Chapter 3 QAing your own work

3.1 Self QA

Before you ask anyone else to QA your work, you should QA your own work.

There are many examples of self QA that you can use:

  • Balance checks. Do percentages add up to 100%? Do totals add up correctly?

  • Sense checks. Do outputs look right or logical?

    • Example: Suppose your analysis tells you that you have a mean average primary school size of 600 pupils across 20,000 schools. This means that you have 12 million primary pupils. Something has clearly gone wrong!
    • Use your common sense, public data and analysis that other analysts have done to sense check your work.
    • If things don’t look right, always investigate further.
  • Spot checks. Do some spot checks of formulae, values and calculations. If your spot checks show some errors, it is worth investigating further as these errors may have been replicated elsewhere in the analysis.

Remember, before you ask anyone else to QA your work, you should try to prove yourself wrong.

3.2 Odd, funny or unexpected figures

If your analysis gives you answers that are unexpected, investigate them!

For example, if the Teacher Supply Model (TSM) estimates that every subject needs more Initial Teaching Training (ITT) places this year apart from English, investigate why this is. Is a trend reversing or running counter to expectation? Are values for this year very different to previous years?

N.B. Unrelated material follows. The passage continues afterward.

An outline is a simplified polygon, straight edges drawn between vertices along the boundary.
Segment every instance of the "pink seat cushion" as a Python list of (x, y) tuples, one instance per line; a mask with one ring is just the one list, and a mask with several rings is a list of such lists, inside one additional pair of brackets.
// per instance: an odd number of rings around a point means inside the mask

It is inevitable that someone senior will ask you about any unexpected results. It is important to understand why your model is giving you such answers, and to put these answers into some context using analysis that has been done previously. If you do not have the answers to these questions prepared, it will give people less faith in you and your work.

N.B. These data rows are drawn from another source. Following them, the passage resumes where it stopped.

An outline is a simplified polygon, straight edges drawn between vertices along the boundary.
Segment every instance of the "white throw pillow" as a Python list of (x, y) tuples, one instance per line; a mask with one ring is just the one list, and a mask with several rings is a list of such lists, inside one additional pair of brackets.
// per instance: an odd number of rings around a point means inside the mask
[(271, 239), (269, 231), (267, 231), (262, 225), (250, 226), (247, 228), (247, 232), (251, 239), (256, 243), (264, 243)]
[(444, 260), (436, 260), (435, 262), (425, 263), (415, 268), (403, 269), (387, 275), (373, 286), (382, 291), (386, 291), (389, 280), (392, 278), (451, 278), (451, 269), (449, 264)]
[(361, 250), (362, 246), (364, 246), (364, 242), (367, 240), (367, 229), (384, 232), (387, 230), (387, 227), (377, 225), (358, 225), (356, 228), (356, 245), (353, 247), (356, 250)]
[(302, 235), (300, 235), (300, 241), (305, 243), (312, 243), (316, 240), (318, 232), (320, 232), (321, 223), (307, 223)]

Doing these checks will lead you to either find an error, or produce a logical answer to explain this oddity to stakeholders. Either way, it’s a win!

If you have calculated the outputs elsewhere (e.g. a separate signed off model), do the outputs match? If you are modifying a simple version of a model for a more specific scenario, the first stage of this update should be ensuring that outputs match those that have been signed off.

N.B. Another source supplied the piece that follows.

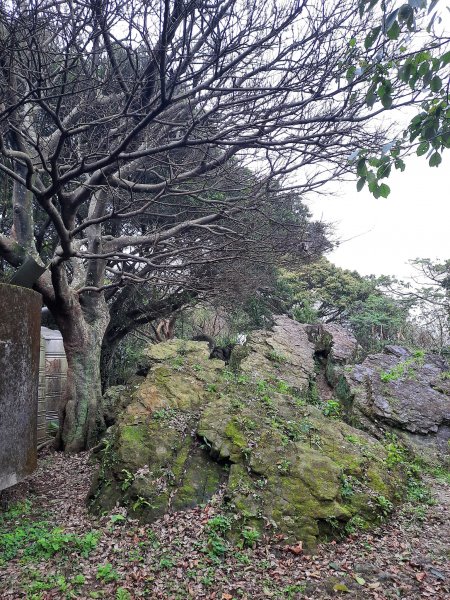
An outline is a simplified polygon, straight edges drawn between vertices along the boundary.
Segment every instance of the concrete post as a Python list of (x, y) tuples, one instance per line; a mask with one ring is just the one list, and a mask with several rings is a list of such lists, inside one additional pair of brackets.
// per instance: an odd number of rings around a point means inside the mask
[(0, 284), (0, 490), (36, 468), (40, 294)]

Being able to demonstrate that you haven’t just taken analysis at face value makes you look good and makes your analysis better! Always ask yourself, when looking at results, what questions are your stakeholders likely to ask? Preparing anaswers for these types of questions is a very important skill for an analyst. You can guarantee that senior stakeholders are most likely to ask about numbers that stick out or look odd…

3.3 Finding errors

The best way to find errors, outliers or things that have gone wrong is to use charts. Charts enable quick sense checks and any ‘odd’ results will stick out like a sore thumb. One of the first things a good QAer will often do is produce some charts.

How about finding a small problem within a big spreadsheet or extensive code? It is useful to always work backwards to find errors. If something looks wrong, work backwards through your spreadsheet or syntax. Look at recent changes and updates. This will enable you to find the place where an oddity first started to appear, and help you to identify the specific problem or cause.

When looking for errors, keep calm and focus on each step of a complex process one piece at a time. If you get flustered or stressed, you will often miss errors, so sometimes it pays to have a drink, take a break or sleep on it. A fresh mind will often be more capable of solving a complex issue.